I try to remember What I walked into the store to buy The words to my favorite song To pack my raincoat, just in case. Also, I try to remember When the fireflies synchronized their lights last year And all the secret rock ledges the green salamanders shelter in I try to remember How many times I heard the great-horned owl call to its mate in November, or was it December? Sometimes I worry I will forget The kettle on the stove, Where I keep the batteries for the flashlight To feed the dog before I walk out of the door. But even more, I worry I will forget To don my best coat and attend the woodcock’s sunset skydance in February To rejoice when the sassafras leaves unfurl their palms towards the light in spring I worry I will forget To feel the thrill of the first wood thrush song calling summer into the deep green forest. Sometimes I am afraid I will forget To trust in the process To tell you ‘I love you’ before we say goodbye I am afraid I will forget The sound of your voice after you are gone I am afraid I will forget The beauty of the twisted trunk Was born out of raging winds and a yearning for light That when my heart is grieving to see my favorite tree fallen This may become the birthplace of your favorite tree Most of all, I am afraid I will forget When the darkness of night is bearing down So heavily I cannot breathe The sun always rises.

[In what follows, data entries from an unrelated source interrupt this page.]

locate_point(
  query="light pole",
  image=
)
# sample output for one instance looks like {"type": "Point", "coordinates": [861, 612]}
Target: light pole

I have never had a great memory. I struggle to keep up with daily tasks. Sometimes, forgetting is born from avoidance, but often it is simply having too many things to remember. If I let them, the to-dos get jumbled into an anxiety tangle in my head. I make lists to untangle them and to have peace in my mental space. I make lists to make sure I do not forget the things I truly want to remember.
I also make mental lists of moments that just cannot be fully captured any other way. The way the air feels on my skin, the surrounding sounds, and the smell of a rainstorm are all combined with a visual image. I breathe in, close my eyes, and say “Don’t forget this moment, ever!” I want to have a catalog of moments captured when my body will not allow me to walk into the wilderness, when I can no longer take a boat out into the Jocassee Gorges, when I am sitting in the recliner waiting for someone to stop by, like the people we used to deliver Meals on Wheels to. I want to have my special places memorized so well that I can paint a beautiful picture to any helpless soul caught in my web for just a moment, so that I can replay the familiar scenes that have filled my heart and instantly feel at home wherever I am. This is why everyday with words, photographs, with mental notes filed into the corners of my mind, I make lists.

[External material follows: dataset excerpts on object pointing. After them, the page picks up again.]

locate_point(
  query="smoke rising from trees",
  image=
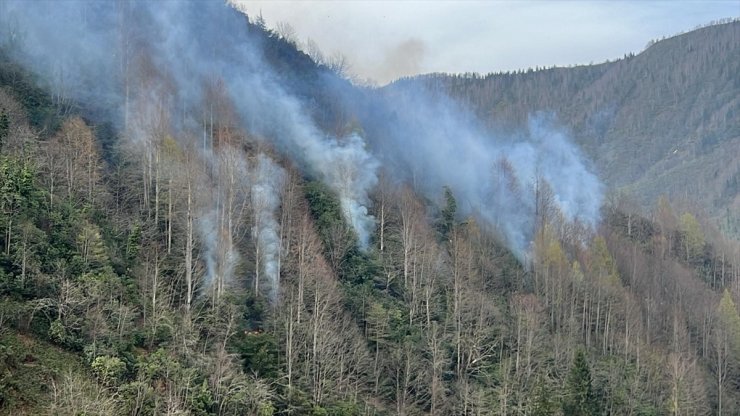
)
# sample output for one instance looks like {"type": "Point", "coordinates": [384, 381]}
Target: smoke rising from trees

What would be on your “Do Not Forget!” list?
This past year in the gorges was filled with images and light that I hope I never forget. My favorite memories of the gorges: a barred owl watching my boat glide into Gaddy’s Cove and not flying off. And the sound and site of four cubs with their mother moving through leaves along the shoreline of Howard’s Creek, or me motoring past an Eagle standing on a river rock.
Lovely poem, Tricia. Thank you! My wish for you is that all the memories, the sights and smells and sounds, will live in your heart even if they fade from your mind.